Gysan v. Francisko, 2020 WL 3958444 (7th Cir. 2020)
On the opening day of deer season, a wildlife officer approached a van parked on the side of a road. Just before, the officer had seen hunters walking out of the woods. The driver, Shane Cataline, was acting strangely but produced his driver license when asked. A state trooper stopped to back up the wildlife officer. As the wildlife officer was checking Cataline’s license, Cataline called 911 and said: “I am in a lot of trouble…I think I am going to be disappearing.” Cataline hung up without further conversation. Unaware of the call, the wildlife officer told Cataline that he was free to go.
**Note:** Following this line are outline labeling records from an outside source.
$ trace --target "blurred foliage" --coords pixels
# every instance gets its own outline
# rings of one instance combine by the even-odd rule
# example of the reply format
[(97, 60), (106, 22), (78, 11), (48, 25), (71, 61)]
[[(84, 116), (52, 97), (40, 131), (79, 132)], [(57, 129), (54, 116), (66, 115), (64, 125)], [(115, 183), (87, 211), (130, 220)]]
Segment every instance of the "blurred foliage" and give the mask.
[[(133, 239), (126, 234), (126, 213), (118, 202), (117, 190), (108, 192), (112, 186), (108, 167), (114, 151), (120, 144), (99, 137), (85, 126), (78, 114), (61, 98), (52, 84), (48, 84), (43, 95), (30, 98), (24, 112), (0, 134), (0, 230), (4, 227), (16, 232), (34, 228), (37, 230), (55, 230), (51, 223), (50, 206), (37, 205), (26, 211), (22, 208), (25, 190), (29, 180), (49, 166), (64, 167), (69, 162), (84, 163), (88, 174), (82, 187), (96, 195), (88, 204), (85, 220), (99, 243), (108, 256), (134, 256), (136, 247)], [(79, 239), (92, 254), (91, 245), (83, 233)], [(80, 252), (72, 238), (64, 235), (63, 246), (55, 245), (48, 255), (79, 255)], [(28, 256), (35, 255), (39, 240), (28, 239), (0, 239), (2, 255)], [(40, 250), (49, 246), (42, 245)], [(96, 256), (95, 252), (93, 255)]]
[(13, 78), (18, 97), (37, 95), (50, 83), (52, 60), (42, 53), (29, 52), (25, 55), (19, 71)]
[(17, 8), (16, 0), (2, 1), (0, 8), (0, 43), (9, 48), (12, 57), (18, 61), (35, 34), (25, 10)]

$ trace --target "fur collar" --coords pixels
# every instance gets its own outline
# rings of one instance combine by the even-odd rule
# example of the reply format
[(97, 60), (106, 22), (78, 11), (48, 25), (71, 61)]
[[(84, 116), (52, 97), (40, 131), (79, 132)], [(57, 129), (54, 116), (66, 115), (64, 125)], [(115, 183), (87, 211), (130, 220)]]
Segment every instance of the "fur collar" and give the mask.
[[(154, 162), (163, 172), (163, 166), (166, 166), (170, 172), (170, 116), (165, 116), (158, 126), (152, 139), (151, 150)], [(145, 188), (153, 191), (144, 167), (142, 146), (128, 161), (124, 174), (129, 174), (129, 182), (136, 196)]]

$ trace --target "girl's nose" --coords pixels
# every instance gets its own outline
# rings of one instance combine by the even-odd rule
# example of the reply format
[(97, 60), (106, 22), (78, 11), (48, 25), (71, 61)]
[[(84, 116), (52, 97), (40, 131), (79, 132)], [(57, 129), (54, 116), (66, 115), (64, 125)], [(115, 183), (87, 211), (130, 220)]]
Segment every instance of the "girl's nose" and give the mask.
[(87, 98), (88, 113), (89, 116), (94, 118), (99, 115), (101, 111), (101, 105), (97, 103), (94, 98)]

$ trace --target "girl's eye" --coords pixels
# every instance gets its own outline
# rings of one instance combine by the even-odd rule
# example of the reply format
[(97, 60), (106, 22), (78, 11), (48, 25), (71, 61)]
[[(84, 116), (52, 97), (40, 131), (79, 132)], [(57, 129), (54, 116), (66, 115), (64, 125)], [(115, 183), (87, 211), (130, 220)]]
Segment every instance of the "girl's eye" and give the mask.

The 911 call taker notified the state patrol supervisor, who then directed the trooper to stop Cataline for a welfare check. The trooper and wildlife officer followed Cataline, and though they saw no traffic violation, stopped him and instructed him to turn off the engine. Cataline silently stared straight ahead and did not turn off the motor. After ignoring three requests, Cataline put the van into reverse, turned and drove the van west in the eastbound lanes. Cataline then made another turn and drove into the side of the trooper’s car, pinning the trooper behind the hyperextended door.
The wildlife officer jumped on top of the trooper’s car and shot Cataline, who died at the scene. His mother sued, alleging the stop was unconstitutional and therefore any use of force, including the shooting, was unreasonable.
The context of the 911 call, coupled with Cataline’s strange behavior at the initial contact, would lead a reasonable officer to be concerned Cataline could be excessively tired or under the influence of drugs and that he posed a risk to himself or others on the road.
The court held the wildlife officer was entitled to qualified immunity. The court bypassed the issue of whether the stop was a legitimate welfare check. In Los Angeles v. Mendez (137 S. Ct. 1539 (2017)), the Supreme Court held officers who make errors that lead them into a situation in which they are threatened do not lose the ability to lawfully defend themselves, in spite of their mistaken conduct. Thus, even if the stop was unlawful, the officers were entitled to protect themselves against Cataline.
The plaintiff argued that Cataline may have put his hands up in surrender after crashing into the trooper’s car. However, the officers denied this, and as the court observed, the only person who could conceivably contradict the officers was dead. The video recording showed the trooper was limping after being pinned to his car and screaming after being struck.
Insofar as the plaintiff sought damages for a purported Fourth Amendment violation of unlawful seizure in the traffic stop, the court held the stop was proper. The context of the 911 call, coupled with Cataline’s strange behavior at the initial contact, would lead a reasonable officer to be concerned Cataline could be excessively tired or under the influence of drugs and that he posed a risk to himself or others on the road.